Fire protection is an important part of your family's safety. Fire is one of the leading causes of accidental death in the home, most often affecting children and the elderly. In addition, fires account for over $2 billion in damage to homes each year. Take the following preventive measures to keep your home and family safe from fire.

Fire prevention tactics

Fires can begin anywhere, but two areas in your home pose the biggest fire threat - the kitchen and the garage. You can reduce your risk of fire in these vulnerable places with the following precautions:

  • Use only UL-listed (Underwriter's Laboratory) or FM (Factory Mutual) approved appliances and tools.
  • Check regularly for frayed or worn power cords or plugs, and replace them immediately.
  • Don't operate appliances, switches or outlets with wet hands.
  • Never plug in more appliances than a socket is designed to handle.
  • Don't store flammable items over the stove.
  • Turn pot handles inward so children can't pull them down.
  • Keep a fire extinguisher on a wall nearby the stove.
  • Keep areas around stoves, refrigerators and dishwashers clean to prevent dust particles from igniting.
  • Keep trash and other items away from the furnace or water heater, preferably stored in sealed containers.
  • Check heating equipment annually.
  • Store gasoline and other flammables in tight metal containers, away from the house - never near heating equipment or a pilot light.

Install smoke detectors

Most deaths from fire occur when people are sleeping. Smoke detectors are an important and effective tool.

The National Fire Protection Association recommends that you install one smoke detector outside each bedroom, and on all levels of your home.
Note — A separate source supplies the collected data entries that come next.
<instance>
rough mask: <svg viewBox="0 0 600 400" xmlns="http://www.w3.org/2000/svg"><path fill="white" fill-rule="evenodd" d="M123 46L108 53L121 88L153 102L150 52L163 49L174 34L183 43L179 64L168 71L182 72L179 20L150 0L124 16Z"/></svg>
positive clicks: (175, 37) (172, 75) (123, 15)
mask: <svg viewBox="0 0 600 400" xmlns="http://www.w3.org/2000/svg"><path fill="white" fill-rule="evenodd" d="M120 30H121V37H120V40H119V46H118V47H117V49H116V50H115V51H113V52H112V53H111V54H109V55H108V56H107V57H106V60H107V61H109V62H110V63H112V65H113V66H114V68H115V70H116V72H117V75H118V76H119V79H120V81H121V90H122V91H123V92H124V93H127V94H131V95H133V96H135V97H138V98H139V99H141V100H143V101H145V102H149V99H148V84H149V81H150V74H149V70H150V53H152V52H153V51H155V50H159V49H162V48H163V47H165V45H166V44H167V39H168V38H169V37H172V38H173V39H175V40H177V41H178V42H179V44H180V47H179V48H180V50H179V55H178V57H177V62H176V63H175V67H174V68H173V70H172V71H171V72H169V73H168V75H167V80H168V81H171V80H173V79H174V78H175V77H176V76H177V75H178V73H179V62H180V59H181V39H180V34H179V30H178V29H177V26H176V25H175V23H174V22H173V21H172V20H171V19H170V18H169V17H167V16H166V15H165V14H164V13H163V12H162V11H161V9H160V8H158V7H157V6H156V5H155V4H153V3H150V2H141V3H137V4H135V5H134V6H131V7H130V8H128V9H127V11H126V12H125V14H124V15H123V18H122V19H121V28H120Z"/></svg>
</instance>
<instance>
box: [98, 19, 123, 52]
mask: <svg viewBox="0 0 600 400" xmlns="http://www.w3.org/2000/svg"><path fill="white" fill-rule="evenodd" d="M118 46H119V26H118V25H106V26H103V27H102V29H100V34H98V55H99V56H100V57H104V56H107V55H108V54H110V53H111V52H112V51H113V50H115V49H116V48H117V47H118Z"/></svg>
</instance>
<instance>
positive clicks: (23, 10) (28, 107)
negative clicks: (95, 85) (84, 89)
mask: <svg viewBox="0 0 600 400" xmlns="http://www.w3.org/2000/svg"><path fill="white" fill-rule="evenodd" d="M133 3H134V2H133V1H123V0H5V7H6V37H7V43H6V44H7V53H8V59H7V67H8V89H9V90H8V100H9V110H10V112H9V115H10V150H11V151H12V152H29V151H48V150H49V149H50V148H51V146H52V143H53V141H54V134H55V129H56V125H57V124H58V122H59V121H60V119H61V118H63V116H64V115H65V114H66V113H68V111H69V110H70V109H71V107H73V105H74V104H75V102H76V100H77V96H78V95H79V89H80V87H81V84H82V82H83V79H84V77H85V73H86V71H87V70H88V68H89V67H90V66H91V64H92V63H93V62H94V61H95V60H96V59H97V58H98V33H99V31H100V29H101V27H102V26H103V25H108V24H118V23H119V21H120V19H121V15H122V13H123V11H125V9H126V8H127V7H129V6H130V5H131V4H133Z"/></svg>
Remember to test all your smoke detectors at least once a month.

Install a monitored fire detection system

A monitored smoke detector not only sounds an audible alarm, but it automatically sends a signal to a monitoring center which can quickly dispatch the fire department. Monitored smoke detectors provide more complete protection, whether you're home or away.

Ask your SecurityLink consultant to explain the advantages of monitored smoke detectors.

Keep a fire extinguisher handy

A fire extinguisher can help you control a small fire and prevent further damage. A multi-purpose dry chemical fire extinguisher labeled A-B-C is effective for most types of fires and is a must for every home. Other types of fire extinguishers designed for fighting specific types of fires are especially useful in the following areas of your home:

  • In the den or living areas - Type A for use on ordinary combustibles such as paper, cloth, wood, rubber and many plastics.
  • In the kitchen or garage - Type B for flammable liquids such as oils, gasoline, kitchen grease, paints and solvents.
  • In the basement or workroom - Type C for electrical fires such as wiring, fuse boxes, motors, power tools, appliances and electronics.

Plan your escape route

In the event of a large, uncontrollable fire, your best defense is a quick escape. You should plan an escape route and practice it regularly with your family. An alternate route should also be planned and practiced, in case the main route is blocked by fire.